Second, the federal power marketing agency, WAPA, also has arranged for its proprietary PACI-W line to fall under the umbrella of the Cal-ISO’s path operator function. It won this assurance under the same 2004 OCOA settlement ruling at FERC. Moreover, that 2004 FERC decision also granted WAPA a “carve-out” from the Cal-ISO grid, allowing it to provide transmission service to itself over the PACI under its own tariff, without risk or liability of having to pay the Cal-ISO grid-access charge or congestion charges. In this way, the WAPA substation at Tracy operates as a “subcontrol area” of the SMUD balancing area. WAPA is given an “encumbrance” that allows it to gain access across the ISO grid in Northern California to the Central Valley Project, but without having to accept the risks and liabilities of status as an ISO market participant. It’s a lot like the explanation you will hear from the Pennsylvania Amish: WAPA is “in” the ISO grid, but not “of it.”
These unusual rights were quite controversial at the time. Southern California Edison had argued vehemently in 2004 that such encumbrances violated Cal-ISO tariffs. Edison had asserted that the Cal-ISO lacked authority to provide transmission services to certain privileged customers on terms different from those stated in its tariff applicable to ordinary market participants.
Nevertheless, FERC had allowed these special carve-outs because they were crafted as part of an overall indivisible settlement agreement. (See Docket No. ER04-688, Order issued Dec. 3, 2004, 109 FERC ¶61,255.)
Thus, PacifiCorp here is asking for nothing more than what various other public-power entities already have received. It wants the stability of overarching ISO control over the region’s largest N-S grid interface, but with the opportunity and economy to self-serve its own transmission needs and those of its customers, under its own tariff.
Of course, from the ISO side of things, the simplest solution to breaking the deadlock would have PacifiCorp joining the Cal-ISO as a full-fledged participating transmission owner.
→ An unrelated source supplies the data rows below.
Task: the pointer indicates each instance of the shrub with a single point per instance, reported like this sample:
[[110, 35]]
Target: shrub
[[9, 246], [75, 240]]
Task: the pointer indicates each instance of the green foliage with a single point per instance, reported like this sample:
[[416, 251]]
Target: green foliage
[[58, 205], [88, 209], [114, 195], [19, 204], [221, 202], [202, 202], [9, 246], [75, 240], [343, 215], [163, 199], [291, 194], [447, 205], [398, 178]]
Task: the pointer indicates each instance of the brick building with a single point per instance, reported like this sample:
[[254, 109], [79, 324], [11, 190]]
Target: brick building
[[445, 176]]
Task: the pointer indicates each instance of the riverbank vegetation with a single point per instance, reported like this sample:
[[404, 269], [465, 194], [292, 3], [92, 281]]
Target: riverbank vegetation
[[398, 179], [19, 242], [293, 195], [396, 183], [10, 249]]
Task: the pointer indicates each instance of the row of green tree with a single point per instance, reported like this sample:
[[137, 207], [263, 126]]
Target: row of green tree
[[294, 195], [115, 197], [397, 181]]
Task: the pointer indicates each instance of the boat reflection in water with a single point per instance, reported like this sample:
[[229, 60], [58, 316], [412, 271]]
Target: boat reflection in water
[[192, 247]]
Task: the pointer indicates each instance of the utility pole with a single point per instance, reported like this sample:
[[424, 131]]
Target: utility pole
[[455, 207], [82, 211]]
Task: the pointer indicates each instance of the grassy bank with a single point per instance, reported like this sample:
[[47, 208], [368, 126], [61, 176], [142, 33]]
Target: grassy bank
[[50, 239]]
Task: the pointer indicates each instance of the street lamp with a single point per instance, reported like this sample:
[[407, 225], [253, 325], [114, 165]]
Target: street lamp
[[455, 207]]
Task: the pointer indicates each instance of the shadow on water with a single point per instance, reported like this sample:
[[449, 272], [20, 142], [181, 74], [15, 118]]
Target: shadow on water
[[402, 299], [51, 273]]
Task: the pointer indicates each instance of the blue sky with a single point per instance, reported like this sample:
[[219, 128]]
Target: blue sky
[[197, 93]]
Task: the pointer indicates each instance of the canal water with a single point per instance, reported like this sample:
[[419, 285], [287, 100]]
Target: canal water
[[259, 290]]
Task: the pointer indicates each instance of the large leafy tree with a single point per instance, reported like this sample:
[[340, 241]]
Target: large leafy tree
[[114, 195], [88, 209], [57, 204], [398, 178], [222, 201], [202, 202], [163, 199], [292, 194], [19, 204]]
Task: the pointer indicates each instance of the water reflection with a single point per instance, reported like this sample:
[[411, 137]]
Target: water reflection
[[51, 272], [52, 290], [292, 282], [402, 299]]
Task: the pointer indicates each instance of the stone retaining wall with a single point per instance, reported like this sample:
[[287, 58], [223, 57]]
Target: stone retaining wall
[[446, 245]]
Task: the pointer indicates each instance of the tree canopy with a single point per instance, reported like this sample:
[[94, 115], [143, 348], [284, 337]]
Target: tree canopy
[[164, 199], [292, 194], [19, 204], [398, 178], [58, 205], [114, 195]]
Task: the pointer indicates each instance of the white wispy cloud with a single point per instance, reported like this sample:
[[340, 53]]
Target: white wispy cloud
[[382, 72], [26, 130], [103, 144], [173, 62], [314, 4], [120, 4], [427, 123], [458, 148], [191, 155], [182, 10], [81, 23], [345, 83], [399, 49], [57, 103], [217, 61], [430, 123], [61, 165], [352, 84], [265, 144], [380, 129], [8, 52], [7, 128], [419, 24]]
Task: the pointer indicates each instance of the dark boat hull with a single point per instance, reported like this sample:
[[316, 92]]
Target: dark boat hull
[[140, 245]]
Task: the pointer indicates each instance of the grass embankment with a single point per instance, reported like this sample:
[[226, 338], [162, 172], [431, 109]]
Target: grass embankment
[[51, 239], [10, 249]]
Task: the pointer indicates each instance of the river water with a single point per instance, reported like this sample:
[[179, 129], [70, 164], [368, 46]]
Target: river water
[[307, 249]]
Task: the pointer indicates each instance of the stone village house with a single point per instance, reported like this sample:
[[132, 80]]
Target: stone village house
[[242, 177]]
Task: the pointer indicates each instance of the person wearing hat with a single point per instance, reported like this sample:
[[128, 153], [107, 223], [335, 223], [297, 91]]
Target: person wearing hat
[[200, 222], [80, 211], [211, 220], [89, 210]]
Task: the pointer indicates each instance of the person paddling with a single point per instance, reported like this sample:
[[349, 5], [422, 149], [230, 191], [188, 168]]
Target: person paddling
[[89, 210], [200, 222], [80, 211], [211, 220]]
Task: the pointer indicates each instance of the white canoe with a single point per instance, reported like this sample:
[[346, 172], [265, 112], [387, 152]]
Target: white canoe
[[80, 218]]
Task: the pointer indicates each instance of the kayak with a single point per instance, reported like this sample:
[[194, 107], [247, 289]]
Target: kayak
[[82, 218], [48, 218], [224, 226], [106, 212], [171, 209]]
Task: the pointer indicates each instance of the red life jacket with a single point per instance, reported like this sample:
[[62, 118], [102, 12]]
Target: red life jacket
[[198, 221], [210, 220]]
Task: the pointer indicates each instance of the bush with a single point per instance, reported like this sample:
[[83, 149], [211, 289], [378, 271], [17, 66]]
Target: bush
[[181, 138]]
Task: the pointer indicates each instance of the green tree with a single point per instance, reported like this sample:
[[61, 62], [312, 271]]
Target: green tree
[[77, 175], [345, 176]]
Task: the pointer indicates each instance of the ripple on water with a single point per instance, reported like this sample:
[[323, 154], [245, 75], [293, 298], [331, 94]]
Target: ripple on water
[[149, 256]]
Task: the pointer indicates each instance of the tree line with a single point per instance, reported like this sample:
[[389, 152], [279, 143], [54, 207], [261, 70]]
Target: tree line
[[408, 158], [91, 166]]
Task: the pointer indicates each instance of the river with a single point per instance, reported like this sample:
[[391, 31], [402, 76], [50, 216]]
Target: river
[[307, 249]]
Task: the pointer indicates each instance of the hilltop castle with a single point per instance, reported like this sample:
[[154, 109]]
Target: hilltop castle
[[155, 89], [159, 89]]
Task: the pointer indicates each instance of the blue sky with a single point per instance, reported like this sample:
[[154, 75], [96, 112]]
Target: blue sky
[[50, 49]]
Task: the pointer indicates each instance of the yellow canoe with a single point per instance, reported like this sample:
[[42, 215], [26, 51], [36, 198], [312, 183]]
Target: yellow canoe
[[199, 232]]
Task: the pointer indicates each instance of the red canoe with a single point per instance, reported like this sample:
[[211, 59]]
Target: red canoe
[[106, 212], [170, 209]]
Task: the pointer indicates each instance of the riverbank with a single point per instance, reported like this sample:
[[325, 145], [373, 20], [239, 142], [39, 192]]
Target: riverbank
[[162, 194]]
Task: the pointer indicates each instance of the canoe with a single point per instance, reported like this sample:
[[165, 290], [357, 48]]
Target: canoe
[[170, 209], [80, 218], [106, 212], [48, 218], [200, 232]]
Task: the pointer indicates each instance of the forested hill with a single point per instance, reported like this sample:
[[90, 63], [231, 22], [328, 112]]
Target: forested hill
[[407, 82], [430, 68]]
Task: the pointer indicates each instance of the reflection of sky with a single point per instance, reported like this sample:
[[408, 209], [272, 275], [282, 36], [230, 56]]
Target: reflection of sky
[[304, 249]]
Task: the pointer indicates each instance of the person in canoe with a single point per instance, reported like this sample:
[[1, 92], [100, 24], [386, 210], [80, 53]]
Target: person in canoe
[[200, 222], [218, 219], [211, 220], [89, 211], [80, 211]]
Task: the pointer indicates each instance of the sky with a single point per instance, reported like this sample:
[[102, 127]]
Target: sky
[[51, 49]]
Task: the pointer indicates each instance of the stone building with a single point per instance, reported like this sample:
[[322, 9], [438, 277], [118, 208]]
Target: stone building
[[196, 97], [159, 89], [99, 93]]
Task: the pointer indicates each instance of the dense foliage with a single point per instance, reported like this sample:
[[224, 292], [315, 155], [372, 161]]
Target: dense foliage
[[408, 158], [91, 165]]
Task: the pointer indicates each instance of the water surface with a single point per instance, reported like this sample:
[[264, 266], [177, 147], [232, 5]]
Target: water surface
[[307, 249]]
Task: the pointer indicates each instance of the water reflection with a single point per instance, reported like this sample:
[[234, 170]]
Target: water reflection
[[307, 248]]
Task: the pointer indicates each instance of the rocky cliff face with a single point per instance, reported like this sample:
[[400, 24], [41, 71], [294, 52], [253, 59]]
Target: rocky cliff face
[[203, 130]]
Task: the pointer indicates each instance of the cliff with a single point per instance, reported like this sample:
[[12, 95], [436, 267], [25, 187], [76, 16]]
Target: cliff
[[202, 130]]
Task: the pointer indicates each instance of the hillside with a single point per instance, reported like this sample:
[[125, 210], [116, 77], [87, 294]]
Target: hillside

But you can imagine how that would play in Oregon.
“PacifiCorp understands,” as PacifiCorp grid manager Ken Houston wrote to Detmers in April, that “Cal-ISO would prefer that PacifiCorp become a participating transmission owner.”
But Houston also was tied to reality.
“The PTO approach is the most beneficial solution for the Cal-ISO and the customers of the Cal-ISO,” he acknowledged.
“However, it is not the most beneficial solution for PacifiCorp’s wholesale and retail customers.”